07:24 | Ludwig Sik

Bei klirrender Kälte (minus 6 Grad) wandere ich auf den Schlossberg. Vereinzelt treffe ich Menschen, die vorwiegend mit ihren Hunden unterwegs sind. Ein Virus, die Unvernunft der Bevölkerung und die Planlosigkeit der Regierung haben uns einen 2.ZELLENARREST (wörtliche Übersetzung von “Lockdown”) beschert und daher ist das “Shelter” vorübergehend geschlossen. Von meinem Platz daneben habe ich einen perfekten Blick auf die Stadt. Markant stechen die dampfenden Schornsteine des Heizkraftwerks und des Stahlwerks hervor und erinnern sichtbar an die problematische Luftsituation in der Feinstadt-Hauptstadt Österreichs, die völlig aus dem Blickpunkt der Öffentlichkeit verschwunden ist. Ein neuer Stadtteil entsteht in unmittelbarer Nähe des Stahlwerks. Die “Grazer Schule” gehörte im 20. Jahrhundert zu den bekanntesten Phänomenen der österreichischen Architektur.
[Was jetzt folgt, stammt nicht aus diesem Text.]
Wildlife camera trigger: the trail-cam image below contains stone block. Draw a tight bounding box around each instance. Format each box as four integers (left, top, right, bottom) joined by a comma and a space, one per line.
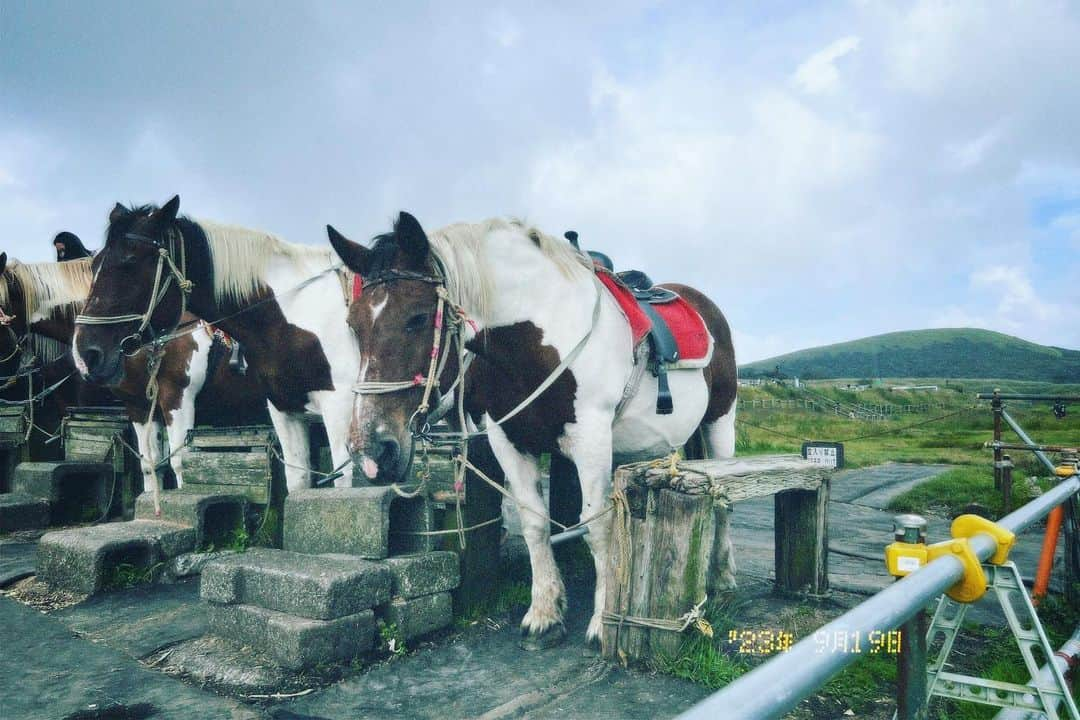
12, 462, 114, 525
376, 593, 454, 640
200, 547, 391, 620
37, 520, 195, 594
383, 551, 461, 599
135, 490, 247, 548
0, 492, 49, 532
208, 603, 375, 670
282, 487, 394, 560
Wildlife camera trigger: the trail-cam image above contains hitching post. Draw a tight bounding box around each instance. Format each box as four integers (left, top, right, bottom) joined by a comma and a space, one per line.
892, 515, 928, 720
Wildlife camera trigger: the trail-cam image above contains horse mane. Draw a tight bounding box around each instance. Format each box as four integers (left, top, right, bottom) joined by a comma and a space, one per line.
198, 220, 336, 304
428, 218, 592, 321
0, 258, 93, 320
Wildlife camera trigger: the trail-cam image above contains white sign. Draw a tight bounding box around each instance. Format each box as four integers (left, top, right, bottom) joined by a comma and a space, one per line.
807, 446, 837, 467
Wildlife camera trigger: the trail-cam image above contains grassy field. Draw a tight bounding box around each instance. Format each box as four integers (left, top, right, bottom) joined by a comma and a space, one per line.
669, 379, 1080, 720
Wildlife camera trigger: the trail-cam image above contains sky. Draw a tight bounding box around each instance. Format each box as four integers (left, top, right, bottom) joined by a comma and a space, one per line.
0, 0, 1080, 363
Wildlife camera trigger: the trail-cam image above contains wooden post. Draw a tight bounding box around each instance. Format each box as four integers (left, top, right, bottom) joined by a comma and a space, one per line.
773, 478, 828, 595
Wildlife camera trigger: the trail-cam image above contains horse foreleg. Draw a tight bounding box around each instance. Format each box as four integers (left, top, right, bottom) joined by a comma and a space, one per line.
559, 418, 611, 643
165, 391, 195, 490
132, 413, 161, 515
488, 426, 566, 650
701, 403, 735, 592
267, 403, 311, 492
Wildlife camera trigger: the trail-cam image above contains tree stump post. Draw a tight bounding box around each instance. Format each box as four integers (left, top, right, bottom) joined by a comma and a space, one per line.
773, 478, 828, 595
Davon ist in der aktuellen Stadtentwicklung nichts mehr übrig geblieben. Es wird “Betongold” geschürft und dabei stellt gute Architektur für Investoren scheinbar ein Hindernis dar. Der Vollmond verschwindet hinter der Ruine Gösting und vis a vis taucht eine orange Sonne auf. Am Hauptplatz wird schon emsig am Dach des Rathauses gearbeitet. Auch beim neuen Krankenhaus der Barmherzigen Brüder haben Arbeiter trotz der grimmigen Kälte ihr Tagwerk begonnen. Die Sonne gibt mittlerweile ein wunderbares Licht. Trotz der weiterhin frostigen Temperatur ist es ein besonderes Erlebnis, die Stadt um diese Zeit von oben zu betrachten. Das Fehlen der Adventbuden macht mir bewusst, dass uns eventuell eine stillere Vorweihnachtszeit bevorsteht. Vielleicht warten heuer viele Menschen eher auf die Ankunft einer wirkungsvollen Bekämpfung der Corona-Pandemie als auf das Weihnachtsfest.